Kita tahu, sejarah punya kebiasaan buruk. Ia sering datang kembali dengan wajah yang lain.

Pada tahun 1978, selepas gelombang demonstrasi mahasiswa yang menuntut pembaruan politik, pemerintah Orde Baru meluncurkan kebijakan Normalisasi Kehidupan Kampus yang diikuti pembentukan Badan Koordinasi Kemahasiswaan (NKK/BKK) melalui kebijakan yang diteken oleh Daoed Joesoef, Menteri Pendidikan saat itu. Kebijakan ini mengandaikan bahwa kehidupan kampus masa itu telah melenceng dari jalurnya, maka perlu kiranya kehidupan itu dinormalkan. Normalisasi ini dimulai dengan membubarkan organisasi atau membatasi kegiatan politik mahasiswa. Singkatnya, pemerintah saat itu berupaya mendesain ulang ruang kampus menjadi steril dari konflik gagasan, membuang politik ke luar pagar universitas. Pasca kebijakan itu diterapkan, praktis sudah ruang sipil di perguruan tinggi dikerdilkan. 

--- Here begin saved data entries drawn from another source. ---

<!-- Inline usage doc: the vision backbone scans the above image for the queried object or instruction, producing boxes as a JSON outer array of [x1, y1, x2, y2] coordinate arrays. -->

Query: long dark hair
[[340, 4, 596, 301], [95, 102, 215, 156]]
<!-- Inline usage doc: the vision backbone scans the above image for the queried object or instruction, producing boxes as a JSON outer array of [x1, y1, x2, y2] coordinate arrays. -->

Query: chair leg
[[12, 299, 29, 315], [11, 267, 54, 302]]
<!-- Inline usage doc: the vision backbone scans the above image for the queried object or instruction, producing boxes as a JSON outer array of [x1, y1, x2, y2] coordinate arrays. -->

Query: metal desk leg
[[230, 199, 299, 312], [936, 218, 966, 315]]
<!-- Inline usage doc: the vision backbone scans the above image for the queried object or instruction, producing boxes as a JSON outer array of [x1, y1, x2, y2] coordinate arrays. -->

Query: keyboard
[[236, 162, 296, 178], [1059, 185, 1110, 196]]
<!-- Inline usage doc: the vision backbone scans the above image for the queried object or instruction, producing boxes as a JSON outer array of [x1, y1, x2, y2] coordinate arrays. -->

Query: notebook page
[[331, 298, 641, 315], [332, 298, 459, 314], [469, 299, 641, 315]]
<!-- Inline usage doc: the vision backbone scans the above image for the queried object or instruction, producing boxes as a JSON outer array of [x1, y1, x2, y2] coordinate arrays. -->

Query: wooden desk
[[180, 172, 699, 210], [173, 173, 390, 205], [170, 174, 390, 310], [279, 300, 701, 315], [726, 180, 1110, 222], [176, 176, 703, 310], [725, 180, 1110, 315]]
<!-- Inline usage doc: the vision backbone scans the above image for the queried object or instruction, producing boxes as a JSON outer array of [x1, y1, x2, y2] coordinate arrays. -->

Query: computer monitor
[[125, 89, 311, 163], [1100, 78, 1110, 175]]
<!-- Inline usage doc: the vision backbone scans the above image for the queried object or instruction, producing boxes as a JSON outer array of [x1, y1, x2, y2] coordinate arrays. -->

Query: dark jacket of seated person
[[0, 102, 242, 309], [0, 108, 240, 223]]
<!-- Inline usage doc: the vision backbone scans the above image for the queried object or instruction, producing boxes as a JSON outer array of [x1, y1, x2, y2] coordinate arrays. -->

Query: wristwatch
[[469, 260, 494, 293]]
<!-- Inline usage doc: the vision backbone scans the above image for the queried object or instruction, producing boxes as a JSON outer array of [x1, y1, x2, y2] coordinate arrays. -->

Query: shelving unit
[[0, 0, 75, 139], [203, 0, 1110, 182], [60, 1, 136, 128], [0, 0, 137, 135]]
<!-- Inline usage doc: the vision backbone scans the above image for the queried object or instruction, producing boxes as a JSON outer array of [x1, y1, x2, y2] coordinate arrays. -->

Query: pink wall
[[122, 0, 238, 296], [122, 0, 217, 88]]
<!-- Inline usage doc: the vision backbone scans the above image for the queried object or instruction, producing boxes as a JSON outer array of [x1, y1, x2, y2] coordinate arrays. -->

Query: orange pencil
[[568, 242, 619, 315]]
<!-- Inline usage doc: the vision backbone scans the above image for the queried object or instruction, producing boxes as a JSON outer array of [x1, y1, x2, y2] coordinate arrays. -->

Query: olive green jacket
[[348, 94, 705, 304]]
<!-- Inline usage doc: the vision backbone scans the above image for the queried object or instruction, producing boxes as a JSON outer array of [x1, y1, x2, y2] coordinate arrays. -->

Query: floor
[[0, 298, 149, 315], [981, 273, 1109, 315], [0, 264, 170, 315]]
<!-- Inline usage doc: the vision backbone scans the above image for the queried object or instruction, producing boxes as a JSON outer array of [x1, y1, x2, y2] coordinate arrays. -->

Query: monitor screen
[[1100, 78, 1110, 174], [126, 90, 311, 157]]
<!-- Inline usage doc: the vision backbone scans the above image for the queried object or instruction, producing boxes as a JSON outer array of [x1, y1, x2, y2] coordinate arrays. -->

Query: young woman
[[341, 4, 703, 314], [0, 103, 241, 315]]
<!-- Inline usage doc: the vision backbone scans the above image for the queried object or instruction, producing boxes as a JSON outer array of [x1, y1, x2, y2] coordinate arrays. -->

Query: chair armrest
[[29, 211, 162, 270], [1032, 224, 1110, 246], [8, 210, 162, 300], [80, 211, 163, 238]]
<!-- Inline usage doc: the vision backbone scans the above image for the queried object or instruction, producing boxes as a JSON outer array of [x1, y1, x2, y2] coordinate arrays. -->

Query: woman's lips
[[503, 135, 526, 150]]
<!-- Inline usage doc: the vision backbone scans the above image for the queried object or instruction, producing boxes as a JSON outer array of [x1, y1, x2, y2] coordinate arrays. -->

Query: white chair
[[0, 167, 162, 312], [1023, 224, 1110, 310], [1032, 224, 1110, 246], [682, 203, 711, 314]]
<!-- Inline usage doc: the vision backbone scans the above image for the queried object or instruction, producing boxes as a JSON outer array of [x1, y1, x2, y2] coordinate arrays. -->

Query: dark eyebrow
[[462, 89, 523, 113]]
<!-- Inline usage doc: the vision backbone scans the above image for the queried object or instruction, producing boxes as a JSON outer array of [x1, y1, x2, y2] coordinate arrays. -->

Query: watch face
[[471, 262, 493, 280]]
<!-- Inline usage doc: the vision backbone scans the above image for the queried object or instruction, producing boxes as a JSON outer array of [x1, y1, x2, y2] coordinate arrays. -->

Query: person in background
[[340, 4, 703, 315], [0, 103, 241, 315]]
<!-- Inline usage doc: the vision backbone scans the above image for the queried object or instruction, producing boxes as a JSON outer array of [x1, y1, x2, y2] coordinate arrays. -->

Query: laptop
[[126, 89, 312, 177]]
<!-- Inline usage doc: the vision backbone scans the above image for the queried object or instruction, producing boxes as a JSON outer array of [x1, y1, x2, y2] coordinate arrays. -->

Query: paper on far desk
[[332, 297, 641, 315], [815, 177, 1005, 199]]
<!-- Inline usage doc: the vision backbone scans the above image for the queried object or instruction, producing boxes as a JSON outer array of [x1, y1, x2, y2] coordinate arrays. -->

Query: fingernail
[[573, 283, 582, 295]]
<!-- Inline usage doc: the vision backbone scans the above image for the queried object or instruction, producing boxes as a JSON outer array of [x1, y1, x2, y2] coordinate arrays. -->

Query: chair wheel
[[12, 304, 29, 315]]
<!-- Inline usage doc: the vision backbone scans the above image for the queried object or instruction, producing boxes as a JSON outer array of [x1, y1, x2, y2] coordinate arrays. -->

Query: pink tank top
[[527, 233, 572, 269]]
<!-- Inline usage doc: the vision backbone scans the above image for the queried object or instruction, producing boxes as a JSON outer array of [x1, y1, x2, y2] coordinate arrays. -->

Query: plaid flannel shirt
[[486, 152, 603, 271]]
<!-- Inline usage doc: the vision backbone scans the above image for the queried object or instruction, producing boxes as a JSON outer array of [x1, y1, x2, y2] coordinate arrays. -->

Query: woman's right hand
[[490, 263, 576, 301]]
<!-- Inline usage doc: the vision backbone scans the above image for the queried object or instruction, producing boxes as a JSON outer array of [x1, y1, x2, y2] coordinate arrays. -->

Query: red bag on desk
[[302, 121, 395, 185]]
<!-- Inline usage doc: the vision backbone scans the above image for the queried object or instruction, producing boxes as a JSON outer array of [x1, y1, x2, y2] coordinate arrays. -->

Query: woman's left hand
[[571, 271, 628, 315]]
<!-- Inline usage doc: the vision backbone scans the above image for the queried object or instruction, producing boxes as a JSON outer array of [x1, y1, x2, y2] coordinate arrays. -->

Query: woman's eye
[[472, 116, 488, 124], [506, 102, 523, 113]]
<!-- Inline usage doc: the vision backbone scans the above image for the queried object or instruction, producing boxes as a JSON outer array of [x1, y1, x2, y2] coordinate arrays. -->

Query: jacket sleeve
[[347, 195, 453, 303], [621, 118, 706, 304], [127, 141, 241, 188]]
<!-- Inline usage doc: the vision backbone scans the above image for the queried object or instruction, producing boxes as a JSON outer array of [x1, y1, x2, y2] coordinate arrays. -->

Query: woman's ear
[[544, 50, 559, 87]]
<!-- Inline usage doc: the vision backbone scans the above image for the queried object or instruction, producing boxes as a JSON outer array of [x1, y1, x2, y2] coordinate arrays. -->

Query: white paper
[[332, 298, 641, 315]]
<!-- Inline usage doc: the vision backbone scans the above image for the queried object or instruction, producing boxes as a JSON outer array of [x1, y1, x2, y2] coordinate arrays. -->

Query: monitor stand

Untuk memahami kelahiran NKK/BKK, perlu kita melakukan pembacaan mundur setidaknya satu dekade. Sejak naiknya Mayor Jenderal Soeharto menjadi presiden pada tahun 1966, faksi militer memantapkan diri sebagai kekuatan politik utama melalui formalisasi doktrin Dwifungsi ABRI, yang memberi tentara peran ganda. Mempertahankan negara sekaligus mengelola pemerintahan sipil. NKK/BKK lahir sebagai konsekuensi logis dari logika berpikir ala militer, yang entah mengapa sangat mencintai stabilitas. Kampus dengan sejarah panjangnya sebagai tempat lahirnya gerakan sosial dan politik, dipandang sebagai wilayah bergejolak nan tak stabil yang harus “diamankan.”

Sejak awal kemerdekaan, kampus di Indonesia bisa dibilang menjadi salah satu pusat gerakan politik. Sebagai bagian dari masyarakat yang menjadi generasi terdidik dan cukup sadar dengan kondisi Indonesia masa itu. Tahun 1966, mahasiswa turun ke jalan menuntut Tritura (Tiga Tuntutan Rakyat) yang menjadi salah satu rentetan peristiwa yang mengiringi jatuhnya Orde Lama. Orde Baru awalnya dekat dengan mahasiswa, dan banyak aktivis yang percaya bahwa pemerintahan baru ini akan membuka ruang demokrasi yang sempat hilang di paruh akhir kepemimpinan Soekarno. Namun hubungan itu mulai retak pada tahun-tahun selanjutnya, setidaknya sejak tiga tahun kepemimpinan Soeharto, saat sang jenderal mulai menampakkan tabiat aslinya. Kebijakan ekonomi yang pro-modal asing, ketimpangan pembangunan, korupsi, serta “sifat” kerajaan yang ternyata tak berubah, menimbulkan kekecewaan di kalangan masyarakat yang terlanjur menaruh harapannya pada Orde Baru. Faktual, masyarakat terjebak pada kondisi keluar mulut harimau, masuk mulut buaya.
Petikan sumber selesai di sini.